現役ドラフトで巨人へ移籍して潜在能力が開花した田中瑛
頼もしい先輩の存在も心強いだろう。現役ドラフトで昨オフに日本ハムから巨人に移籍した
田中瑛斗が今季62試合登板で1勝3敗36ホールド、防御率2.13と大ブレーク。日本ハム時代は多彩な変化球を操る投球スタイルだったが、
阿部慎之助監督にシュートを評価されて投球の軸にすると安定感が格段に上がった。環境が変わることで、素質を開花させた最高傑作と言えるだろう。

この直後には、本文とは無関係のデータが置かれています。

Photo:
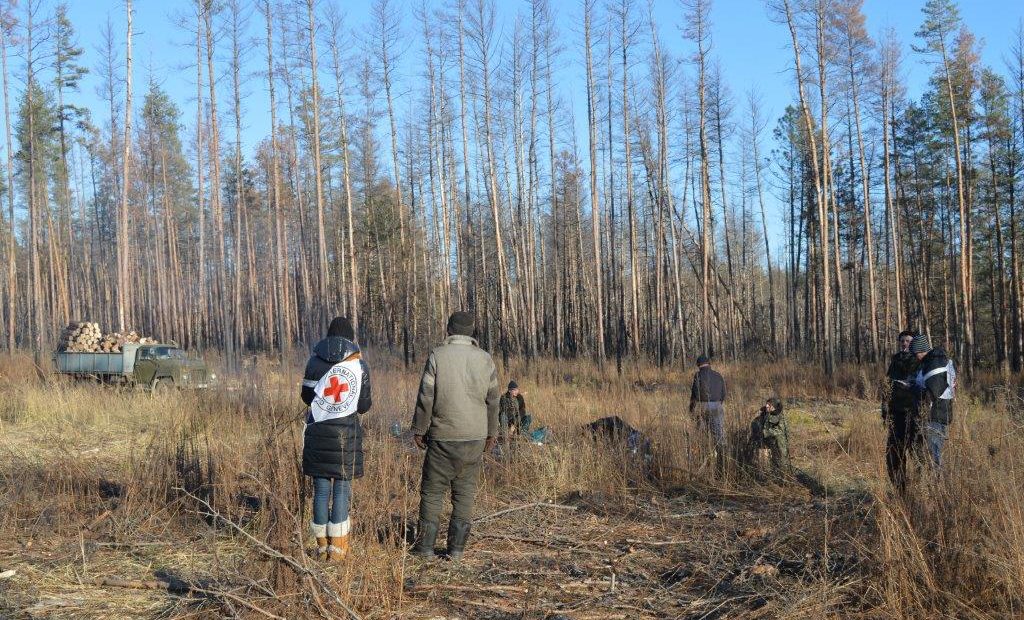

DeNAと対戦したCSファーストステージ第2戦では延長10回に登板すると無失点に抑えて1点を勝ち越した11回に続投。逆転サヨナラ負けを喫し、「今年1年、阿部さんに辛抱強く使ってもらって、最後にあの回を任せてもらった。期待に応えたかったですけど、1年の最後というところで申し訳なさが出ました」とベンチでうなだれた後に言葉を絞り出したが、シーズンの働きぶりを考えれば責められない。「陰のMVP」と形容される活躍ぶりだった。
松浦は田中瑛のようなに大化けできるか。熾烈な競争が待ち受けているが、左腕のパワーピッチャーは希少価値がある。先発、救援と起用法の幅が広いことも強みだ。獲得してくれた巨人、プロの世界に入った日本ハムに恩返しするためにも来年は特別なシーズンになる。